Background: Heart failure (HF) is a leading cause of mortality rate worldwide, but studied
less for its underlying biomolecular mechanisms. With the advances in gene sequence analysis,
many non-coding RNAs, especially from long non-coding RNA (lncRNA) genre are found to be
involved in regulating HF conditions. Recent studies are based on competing endogenous RNA
(ceRNA) theory in which lncRNA-miRNA-mRNA compounds control many disease conditions.
Method: In this paper, we present a topic model based network cluster analysis to identify the role
of lncRNAs in HF. The network is constructed based on the differentially expressed long noncoding
RNAs (lncRNAs), micro RNAs (miRNAs), and messenger RNAs (mRNAs) of heart failure
patients and control samples from the gene expression omnibus (GEO) database. Further, we extend
the primary ceRNA network by adding pathways as additional nodes. Deep belief network
based feature learning is used to extract the features from the network automatically.

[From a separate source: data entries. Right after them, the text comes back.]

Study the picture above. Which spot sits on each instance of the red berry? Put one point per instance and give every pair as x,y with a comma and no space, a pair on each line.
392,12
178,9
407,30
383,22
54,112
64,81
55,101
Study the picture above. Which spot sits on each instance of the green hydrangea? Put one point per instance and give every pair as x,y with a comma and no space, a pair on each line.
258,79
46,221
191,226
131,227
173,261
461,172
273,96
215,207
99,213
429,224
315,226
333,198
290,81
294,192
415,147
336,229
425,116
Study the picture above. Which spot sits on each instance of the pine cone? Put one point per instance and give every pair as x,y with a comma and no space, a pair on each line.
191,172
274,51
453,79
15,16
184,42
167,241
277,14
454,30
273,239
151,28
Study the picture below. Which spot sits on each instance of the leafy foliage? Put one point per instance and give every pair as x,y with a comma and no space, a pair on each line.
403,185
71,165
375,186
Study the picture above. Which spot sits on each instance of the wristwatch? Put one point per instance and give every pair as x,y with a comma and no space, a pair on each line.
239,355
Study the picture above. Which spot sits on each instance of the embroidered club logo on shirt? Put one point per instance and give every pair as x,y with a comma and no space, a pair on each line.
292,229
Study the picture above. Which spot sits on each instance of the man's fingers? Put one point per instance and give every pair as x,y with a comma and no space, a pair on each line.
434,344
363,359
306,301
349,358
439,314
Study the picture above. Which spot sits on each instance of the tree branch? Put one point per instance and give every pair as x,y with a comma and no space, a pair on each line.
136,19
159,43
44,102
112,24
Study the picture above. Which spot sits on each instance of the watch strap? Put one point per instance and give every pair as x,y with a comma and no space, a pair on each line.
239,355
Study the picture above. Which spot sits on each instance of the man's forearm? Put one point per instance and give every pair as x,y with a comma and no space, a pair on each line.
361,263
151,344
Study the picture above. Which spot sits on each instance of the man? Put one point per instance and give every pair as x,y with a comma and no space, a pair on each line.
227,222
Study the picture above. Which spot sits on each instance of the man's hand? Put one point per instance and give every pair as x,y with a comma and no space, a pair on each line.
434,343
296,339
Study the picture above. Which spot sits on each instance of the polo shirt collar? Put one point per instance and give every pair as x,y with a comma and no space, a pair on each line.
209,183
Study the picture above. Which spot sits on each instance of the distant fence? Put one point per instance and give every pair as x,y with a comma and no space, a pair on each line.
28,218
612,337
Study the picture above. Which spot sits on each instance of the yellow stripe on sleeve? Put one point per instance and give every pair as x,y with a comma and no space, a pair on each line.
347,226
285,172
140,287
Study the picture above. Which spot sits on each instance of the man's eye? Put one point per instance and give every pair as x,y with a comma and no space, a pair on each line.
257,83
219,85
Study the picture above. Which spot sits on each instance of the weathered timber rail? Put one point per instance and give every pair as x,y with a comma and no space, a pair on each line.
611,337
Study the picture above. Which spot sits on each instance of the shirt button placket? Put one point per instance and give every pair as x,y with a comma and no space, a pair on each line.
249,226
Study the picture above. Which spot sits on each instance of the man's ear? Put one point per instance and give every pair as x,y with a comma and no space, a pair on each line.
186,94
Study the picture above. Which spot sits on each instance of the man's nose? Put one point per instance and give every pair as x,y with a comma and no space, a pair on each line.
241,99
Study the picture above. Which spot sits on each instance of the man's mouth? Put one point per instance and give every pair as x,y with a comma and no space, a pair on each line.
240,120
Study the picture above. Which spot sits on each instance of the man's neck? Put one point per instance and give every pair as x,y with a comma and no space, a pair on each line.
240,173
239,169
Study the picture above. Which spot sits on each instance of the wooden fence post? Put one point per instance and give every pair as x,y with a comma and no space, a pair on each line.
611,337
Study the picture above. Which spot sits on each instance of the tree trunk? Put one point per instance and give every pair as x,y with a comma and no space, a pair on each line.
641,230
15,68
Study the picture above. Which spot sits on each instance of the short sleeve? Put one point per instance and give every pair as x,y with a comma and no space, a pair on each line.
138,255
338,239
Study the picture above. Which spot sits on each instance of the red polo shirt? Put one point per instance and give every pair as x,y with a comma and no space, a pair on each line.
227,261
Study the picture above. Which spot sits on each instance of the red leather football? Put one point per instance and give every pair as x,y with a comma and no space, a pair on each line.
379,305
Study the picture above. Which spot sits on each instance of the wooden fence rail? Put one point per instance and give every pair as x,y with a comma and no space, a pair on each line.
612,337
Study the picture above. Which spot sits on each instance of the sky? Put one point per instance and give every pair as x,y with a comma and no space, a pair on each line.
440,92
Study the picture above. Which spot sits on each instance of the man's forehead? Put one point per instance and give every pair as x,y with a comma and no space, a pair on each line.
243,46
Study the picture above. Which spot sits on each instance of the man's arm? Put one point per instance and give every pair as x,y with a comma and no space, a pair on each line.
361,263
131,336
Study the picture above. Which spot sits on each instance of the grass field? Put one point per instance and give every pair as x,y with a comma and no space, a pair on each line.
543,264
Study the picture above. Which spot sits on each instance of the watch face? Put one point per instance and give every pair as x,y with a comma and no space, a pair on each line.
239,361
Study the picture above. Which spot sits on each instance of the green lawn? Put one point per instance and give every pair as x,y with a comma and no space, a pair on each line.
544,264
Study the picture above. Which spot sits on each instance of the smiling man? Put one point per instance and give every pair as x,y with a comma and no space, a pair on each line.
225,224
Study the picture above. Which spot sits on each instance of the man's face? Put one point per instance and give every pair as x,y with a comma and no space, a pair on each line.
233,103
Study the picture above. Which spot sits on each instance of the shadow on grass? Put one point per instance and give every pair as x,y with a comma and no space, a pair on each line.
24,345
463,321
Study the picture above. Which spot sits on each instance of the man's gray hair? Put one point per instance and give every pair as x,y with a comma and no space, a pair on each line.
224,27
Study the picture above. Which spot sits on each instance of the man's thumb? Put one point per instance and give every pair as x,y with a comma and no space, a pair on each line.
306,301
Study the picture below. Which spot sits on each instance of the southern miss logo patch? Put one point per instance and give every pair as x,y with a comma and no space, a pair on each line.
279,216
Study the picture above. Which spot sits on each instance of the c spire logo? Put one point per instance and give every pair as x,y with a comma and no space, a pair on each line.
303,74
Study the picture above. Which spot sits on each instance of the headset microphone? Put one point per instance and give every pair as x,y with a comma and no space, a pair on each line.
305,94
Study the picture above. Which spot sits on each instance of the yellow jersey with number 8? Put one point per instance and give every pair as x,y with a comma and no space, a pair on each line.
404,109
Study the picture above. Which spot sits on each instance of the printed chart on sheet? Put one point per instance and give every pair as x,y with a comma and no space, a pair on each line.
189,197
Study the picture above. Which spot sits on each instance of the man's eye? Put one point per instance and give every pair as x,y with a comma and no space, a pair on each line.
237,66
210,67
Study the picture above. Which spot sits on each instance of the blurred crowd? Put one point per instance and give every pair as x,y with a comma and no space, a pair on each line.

Results: We obtained two clusters where each cluster was a mixture of lncRNAs, mRNAs, miRNAs
and pathways. The analysis included the identification of key lncRNAs, enriched pathways,
and gene ontology terms from each cluster. Based on the shreds of evidence from literature, one of
the clusters obtained was identified to be an essential functional module in HF mechanism. The potential
of lncRNA as a diagnostic biomarker in HF was also analysed.
Conclusion: The proposed work gives more insight on involvement of lncRNAs in the HF mechanism.
The cluster analysis also brought some significant lncRNA-pathway associations into notice,
which are supported by recent literature. The identification of lncRNA biomarkers can help in the
early detection of HF and discover the missing links in disease pathology.